Somos chamados para basearmos a nossa vida no modelo de Cristo, sermos como Ele, fazendo da nossa vida uma oferta em favor das pessoas para que conheçam o Pai e Sua vontade. Os dons recebidos e talentos desenvolvidos não são para o nosso usufruto, mas para expressão da glória de Deus.

Jesus contando uma estória, fala com relação a distribuição segundo a capacidade de cada um para servirem ao seu senhor, como está em Mateus, capítulo vinte e cinco, versículo quinze: “A um deu cinco talentos (108 quilos de prata), a outro, dois (quarenta e três quilos) e a outro, um (um pouco mais de vinte e um quilos), a cada um segundo a sua própria capacidade; e, então, partiu.” (Mateus 25.15, BEARA).

Seremos cobrados não por aquilo que não poderíamos fazer, mas segundo a nossa capacidade, conforme os talentos e dons que recebemos, por isso precisamos entender que seguir o modelo de Cristo é vivermos como Ele, fazermos da nossa vida uma oferta em favor das pessoas para que possam amadurecer e conhecer o Pai segundo Sua vontade.

Mas se formos negligentes com o que recebemos ou se usarmos pelos nossos interesses e satisfação de nossos desejos, seremos cobrados por isso, como um servo negligente, como está do versículo vinte e quatro ao vinte sete, que foi o que aconteceu com o que recebeu um  talento: “Chegando, por fim, o que recebera um talento, disse: Senhor, sabendo que és homem severo, que ceifas onde não semeaste e ajuntas onde não espalhaste, receoso, escondi na terra o teu talento; aqui tens o que é teu. Respondeu-lhe, porém, o senhor: Servo mau e negligente, sabias que ceifo onde não semeei e ajunto onde não espalhei? Cumpria, portanto, que entregasses o meu dinheiro aos banqueiros, e eu, ao voltar, receberia com juros o que é meu.” (Mateus 25.24–27, BEARA) .

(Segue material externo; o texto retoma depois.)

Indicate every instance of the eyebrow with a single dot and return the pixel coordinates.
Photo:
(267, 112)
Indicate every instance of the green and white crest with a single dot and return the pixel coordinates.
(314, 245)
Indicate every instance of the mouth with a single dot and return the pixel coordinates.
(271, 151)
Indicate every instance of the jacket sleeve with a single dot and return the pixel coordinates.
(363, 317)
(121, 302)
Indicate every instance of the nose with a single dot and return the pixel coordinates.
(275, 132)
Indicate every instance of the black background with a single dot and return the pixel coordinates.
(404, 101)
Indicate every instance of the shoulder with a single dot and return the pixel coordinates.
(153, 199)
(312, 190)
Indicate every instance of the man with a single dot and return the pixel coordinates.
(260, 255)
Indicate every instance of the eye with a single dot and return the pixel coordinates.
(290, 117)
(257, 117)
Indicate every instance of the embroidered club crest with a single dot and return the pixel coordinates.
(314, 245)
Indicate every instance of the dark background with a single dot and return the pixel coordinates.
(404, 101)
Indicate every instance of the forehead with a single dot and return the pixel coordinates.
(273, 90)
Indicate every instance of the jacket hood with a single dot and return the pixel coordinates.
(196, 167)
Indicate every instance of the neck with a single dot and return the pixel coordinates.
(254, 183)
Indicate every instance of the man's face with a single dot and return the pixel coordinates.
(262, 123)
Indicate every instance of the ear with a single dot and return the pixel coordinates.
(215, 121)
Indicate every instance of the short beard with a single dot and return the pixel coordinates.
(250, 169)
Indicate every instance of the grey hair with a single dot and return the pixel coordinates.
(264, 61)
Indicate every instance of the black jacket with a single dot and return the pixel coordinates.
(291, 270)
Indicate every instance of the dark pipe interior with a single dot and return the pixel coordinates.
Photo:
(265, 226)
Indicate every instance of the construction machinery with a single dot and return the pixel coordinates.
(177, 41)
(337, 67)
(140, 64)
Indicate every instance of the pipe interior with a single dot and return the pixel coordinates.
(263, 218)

Que possamos compreender que não podemos ser negligentes quanto ao que Deus tem colocado em nossas mãos para servirmos a igreja e ao mundo no expressar e revelar a Sua glória, mas, entendermos que temos que ser como Cristo e revelar o Pai a todos, fazendo da nossa vida uma oferta para que vejam o modelo, aprendam e assim ensinem outros.